Later, when I was co-leading Cygnus Support, we hired a lot of "remote employees" who worked in their own homes from various places around the country and the world. We were able to hire some really top engineers, by giving them freedom to live anywhere they wanted, and work whatever hours they wanted. They gave us their hearts and minds, and their loyalty, and their hard work in return. But we made sure to schedule and pay for a lot of physical meetings and long visits, to build the human connections among the centralized and distributed employees.
Later, for a time, I ran "BayFF" meetings in San Francisco, to provide a physical place where EFF members could congregate, meet, learn, and become friends. Most of our interactions were in cyberspace, but our friendships and collaborations had roots in the real world.

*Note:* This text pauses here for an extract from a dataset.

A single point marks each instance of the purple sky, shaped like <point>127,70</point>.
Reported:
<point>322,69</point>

And, of course, the Usenet *was* the support community for the GNU project, before ordinary people could get on the Internet. Before students at ordinary colleges could get on the Internet. We wouldn't be where we are today with free software, had we not collectively built a supportive community all over the world via the Usenet. Not only were questions answered and new released posted, but large numbers of bug reports, patches, and new contributions went through Usenet. I still have archives of some of them. Larry Wall wrote the "patch" program specifically to install patches that had been posted to the Usenet -- and of course, he posted it to the Usenet! "Sources" groups like comp.sources.unix (mod.sources) or net.sources were where many free software programs were posted in their entirety. I strongly suspect that most of the people who did computer science in the 1980s and early 1990s were first exposed to free software and the GNU project via the Usenet.

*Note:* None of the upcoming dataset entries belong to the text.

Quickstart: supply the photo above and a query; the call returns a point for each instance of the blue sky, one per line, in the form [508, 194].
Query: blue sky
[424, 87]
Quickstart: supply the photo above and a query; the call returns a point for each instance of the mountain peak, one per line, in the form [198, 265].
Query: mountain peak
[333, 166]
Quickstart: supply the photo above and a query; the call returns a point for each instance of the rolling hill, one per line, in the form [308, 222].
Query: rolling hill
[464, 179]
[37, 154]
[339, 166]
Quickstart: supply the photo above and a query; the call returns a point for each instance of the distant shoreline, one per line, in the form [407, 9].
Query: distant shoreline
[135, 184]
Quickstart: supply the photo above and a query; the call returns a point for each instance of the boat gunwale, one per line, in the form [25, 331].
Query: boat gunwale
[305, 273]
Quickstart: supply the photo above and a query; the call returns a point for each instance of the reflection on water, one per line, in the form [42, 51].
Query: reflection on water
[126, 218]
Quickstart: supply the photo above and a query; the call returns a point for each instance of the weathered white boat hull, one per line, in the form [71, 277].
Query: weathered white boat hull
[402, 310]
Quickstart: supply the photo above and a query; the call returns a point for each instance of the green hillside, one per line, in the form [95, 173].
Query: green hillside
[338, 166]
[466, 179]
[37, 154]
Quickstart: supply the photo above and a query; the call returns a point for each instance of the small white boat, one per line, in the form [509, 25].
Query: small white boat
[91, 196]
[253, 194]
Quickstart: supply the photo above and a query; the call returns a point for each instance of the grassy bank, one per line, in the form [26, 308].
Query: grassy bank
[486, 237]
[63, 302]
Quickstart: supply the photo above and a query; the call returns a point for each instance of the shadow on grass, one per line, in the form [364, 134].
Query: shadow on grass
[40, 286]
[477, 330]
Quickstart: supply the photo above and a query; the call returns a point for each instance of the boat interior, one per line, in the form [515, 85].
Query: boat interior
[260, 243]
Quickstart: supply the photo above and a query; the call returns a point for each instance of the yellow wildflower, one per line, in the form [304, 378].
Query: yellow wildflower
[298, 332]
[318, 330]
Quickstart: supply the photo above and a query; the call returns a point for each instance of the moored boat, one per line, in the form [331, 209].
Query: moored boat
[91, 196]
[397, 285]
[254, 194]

FAQs were also invented on the Usenet. It was the Usenet that taught our community to think about what questions ordinary people might ask (over and over). Skill at predicting those questions and writing the answers to them was rewarded many times over -- by not having to wade through hundreds of newbie questions in your favorite newsgroup. It's sort of like the Zen concept of cultivating "beginner mind". The knack of looking at my projects from that "outside" point of view has helped me a lot since then. Every announcement I write or edit gets a critical eye -- what would the man on the street say if I read this to him or her? "What's a DRM?" Guess I'd better rewrite to make that clear...
7. How did you feel Usenet would evolve with the advent of the World Wide Web?

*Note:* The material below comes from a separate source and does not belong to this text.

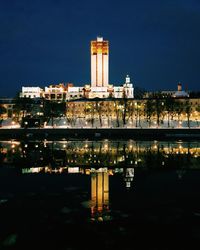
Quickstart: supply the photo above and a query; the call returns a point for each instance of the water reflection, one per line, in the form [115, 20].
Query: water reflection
[100, 194]
[56, 156]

By the time the Web caught on, I was deep in the startup years at Cygnus Support, so I had very little time for Usenet. I wasn't giving it much thought.
8. What role do you think Usenet had in the evolution of web forums and blogs?
BBS systems existed before Usenet, but they generally had trouble attracting more than a local audience. Usenet really gave us access to some of the best-of-the-best in many topic areas. Web forums really drew their roots from BBS forums -- you have to go to a particular place controlled by one guy or company, log in, and that place controls what can be said, what can be censored, what's on topic, what's not.
Blogs may have drawn a bit from moderated newsgroups, in the sense that e.g. rec.humor.funny was a reflection of the taste and humor of one person. Also, like a moderated newsgroup, many of the most popular blogs don't contain much original material -- they mostly point out interesting things contributed by other writers. The chronological structure of blogs also has strong parallels in the Usenet. The old stuff just falls off the bottom, and when you pop in, you're always seeing new things.